On the other hand, with segment tracking, what you just mostly need is a consistent dealer. Agreed, some shuffles are so convoluted they are pretty much impossible to track, but a lot of them (yes, even many of the 2 passers) are trackable if you map and memorize the post shuffle lineup.
@^)
"If a single-riffle game is offered in Ruritania, they will fly out to Ruritania that evening."
-They'd better! They are going to have to travel for long periods of time to God-knows-where to find even just a couple of places with a precise single riffle!
@^D
On the other hand, I can think of several trackable shuffles within 200+ miles of me, and enough of them in Vegas to keep me busy there anytime I go. So I can travel if I want, (and to a place people actually WANT to go to!) or I can play nearer to home. I have those options, whereas you wouldn't.

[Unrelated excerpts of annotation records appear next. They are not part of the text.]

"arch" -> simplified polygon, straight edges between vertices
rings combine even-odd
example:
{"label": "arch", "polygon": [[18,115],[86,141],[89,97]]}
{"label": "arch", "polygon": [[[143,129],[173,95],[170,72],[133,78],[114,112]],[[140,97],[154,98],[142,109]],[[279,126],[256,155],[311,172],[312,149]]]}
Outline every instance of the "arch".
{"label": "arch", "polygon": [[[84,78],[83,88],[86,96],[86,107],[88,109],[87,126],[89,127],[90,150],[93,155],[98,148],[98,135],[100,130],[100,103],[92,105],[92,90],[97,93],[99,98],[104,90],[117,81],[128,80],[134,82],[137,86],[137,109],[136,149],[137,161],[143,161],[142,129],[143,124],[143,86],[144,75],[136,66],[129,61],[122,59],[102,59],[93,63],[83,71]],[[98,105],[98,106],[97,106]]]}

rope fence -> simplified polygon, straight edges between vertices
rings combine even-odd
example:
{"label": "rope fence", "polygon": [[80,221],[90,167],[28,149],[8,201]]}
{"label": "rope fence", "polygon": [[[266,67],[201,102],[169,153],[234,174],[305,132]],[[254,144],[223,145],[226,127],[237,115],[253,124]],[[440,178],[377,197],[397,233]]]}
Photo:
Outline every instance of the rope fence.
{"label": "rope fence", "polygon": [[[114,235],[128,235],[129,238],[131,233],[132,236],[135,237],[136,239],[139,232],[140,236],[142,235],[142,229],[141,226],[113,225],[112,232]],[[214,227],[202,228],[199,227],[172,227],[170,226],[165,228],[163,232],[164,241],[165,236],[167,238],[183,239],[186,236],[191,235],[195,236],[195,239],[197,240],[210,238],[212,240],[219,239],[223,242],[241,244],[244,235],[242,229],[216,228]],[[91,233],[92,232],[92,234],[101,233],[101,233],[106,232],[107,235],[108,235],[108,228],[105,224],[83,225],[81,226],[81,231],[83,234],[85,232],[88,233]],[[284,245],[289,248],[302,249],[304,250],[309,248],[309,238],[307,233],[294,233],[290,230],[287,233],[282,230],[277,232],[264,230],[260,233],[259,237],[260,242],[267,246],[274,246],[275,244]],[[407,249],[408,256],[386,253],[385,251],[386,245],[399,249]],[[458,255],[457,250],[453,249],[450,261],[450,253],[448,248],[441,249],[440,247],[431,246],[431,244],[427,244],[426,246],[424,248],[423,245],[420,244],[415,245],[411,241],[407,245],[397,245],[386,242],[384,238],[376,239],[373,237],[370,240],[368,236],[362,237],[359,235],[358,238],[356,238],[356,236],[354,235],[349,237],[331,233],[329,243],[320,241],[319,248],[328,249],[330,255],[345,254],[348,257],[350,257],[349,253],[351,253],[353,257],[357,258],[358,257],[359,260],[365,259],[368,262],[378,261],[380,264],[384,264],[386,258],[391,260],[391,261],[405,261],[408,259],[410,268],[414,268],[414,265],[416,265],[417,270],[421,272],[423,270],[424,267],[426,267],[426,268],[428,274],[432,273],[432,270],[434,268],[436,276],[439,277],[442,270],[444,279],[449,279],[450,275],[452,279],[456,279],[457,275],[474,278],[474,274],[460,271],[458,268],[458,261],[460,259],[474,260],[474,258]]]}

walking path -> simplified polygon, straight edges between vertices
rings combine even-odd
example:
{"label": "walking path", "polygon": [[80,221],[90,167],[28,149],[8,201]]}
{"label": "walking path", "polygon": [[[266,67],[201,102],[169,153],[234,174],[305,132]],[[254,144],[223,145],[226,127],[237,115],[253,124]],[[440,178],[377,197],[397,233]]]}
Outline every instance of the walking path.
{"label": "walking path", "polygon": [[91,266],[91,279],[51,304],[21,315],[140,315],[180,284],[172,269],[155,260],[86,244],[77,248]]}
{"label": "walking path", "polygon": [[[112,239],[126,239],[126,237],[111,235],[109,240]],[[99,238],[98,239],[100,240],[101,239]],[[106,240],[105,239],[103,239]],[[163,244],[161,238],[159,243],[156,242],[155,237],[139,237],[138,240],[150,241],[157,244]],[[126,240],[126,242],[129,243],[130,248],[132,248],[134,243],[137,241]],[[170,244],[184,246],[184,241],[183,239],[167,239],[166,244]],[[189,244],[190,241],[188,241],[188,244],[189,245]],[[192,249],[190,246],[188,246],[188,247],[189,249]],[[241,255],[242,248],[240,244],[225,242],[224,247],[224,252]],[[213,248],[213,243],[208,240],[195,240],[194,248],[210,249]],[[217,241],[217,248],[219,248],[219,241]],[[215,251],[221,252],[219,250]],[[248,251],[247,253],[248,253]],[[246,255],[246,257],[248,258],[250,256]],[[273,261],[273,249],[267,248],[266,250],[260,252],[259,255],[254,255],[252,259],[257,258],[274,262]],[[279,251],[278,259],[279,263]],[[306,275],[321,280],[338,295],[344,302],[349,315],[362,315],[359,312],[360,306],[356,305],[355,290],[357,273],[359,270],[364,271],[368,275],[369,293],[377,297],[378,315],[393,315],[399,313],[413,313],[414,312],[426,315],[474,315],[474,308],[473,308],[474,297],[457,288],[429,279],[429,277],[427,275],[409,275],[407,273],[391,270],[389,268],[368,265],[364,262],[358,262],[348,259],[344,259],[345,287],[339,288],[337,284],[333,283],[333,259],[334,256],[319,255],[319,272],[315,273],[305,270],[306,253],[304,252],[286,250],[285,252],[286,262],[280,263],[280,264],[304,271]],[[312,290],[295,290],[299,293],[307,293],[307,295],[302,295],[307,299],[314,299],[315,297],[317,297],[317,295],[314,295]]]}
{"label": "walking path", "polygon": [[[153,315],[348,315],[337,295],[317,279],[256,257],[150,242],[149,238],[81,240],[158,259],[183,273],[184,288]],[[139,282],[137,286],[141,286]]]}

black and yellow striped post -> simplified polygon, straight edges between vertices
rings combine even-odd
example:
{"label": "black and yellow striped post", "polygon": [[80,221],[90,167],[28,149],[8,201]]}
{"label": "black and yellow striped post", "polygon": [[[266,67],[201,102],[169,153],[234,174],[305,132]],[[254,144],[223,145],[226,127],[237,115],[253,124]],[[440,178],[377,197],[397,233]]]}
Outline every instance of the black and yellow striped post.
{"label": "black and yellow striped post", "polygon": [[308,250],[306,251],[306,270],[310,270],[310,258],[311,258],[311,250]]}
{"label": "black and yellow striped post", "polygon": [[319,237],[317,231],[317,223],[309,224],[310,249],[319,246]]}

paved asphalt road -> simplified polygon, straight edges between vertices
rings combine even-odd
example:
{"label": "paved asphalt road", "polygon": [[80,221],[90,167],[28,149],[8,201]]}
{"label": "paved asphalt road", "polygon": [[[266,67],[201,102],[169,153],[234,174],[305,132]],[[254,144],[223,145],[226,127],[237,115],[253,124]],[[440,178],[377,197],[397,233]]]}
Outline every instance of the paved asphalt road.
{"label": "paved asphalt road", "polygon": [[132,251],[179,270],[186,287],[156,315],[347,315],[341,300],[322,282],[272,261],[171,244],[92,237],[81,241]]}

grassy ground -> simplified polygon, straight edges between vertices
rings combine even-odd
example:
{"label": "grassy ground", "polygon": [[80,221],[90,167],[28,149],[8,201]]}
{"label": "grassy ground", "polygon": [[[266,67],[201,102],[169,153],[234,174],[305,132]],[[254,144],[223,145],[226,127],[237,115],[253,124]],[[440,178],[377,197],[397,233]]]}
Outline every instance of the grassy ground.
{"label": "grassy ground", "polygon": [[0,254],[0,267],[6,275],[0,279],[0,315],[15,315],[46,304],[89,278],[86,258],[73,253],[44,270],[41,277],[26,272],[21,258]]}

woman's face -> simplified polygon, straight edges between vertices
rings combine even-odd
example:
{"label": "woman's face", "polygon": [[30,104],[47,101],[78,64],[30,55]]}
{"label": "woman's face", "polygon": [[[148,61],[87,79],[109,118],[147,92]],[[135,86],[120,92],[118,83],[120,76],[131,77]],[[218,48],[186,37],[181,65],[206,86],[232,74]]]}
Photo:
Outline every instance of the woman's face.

But be sure to have a real good time in Ruritania!
@^D
"In exchange they work a tenth of the hours of a segment tracker for ten times the profits."
-Another fantastic claim. Again, I fail to see any possibly credible way you could have arrived at this figure accurately. As much as I am deeply into tracking, I will be the very first to admit that it is NOT an exact science, and certainly the same goes for ace locating as well.
-Although some might try to have me believe otherwise.
@^)
Cyclops
You be needin' to read your own post befoes you post it. I thought You be cumpuder litrite (or is that litrate?). Your cumpuder teacher didn't learn you very well.
Russ
PS - I just be kidding. You forgot to "undo" the italics.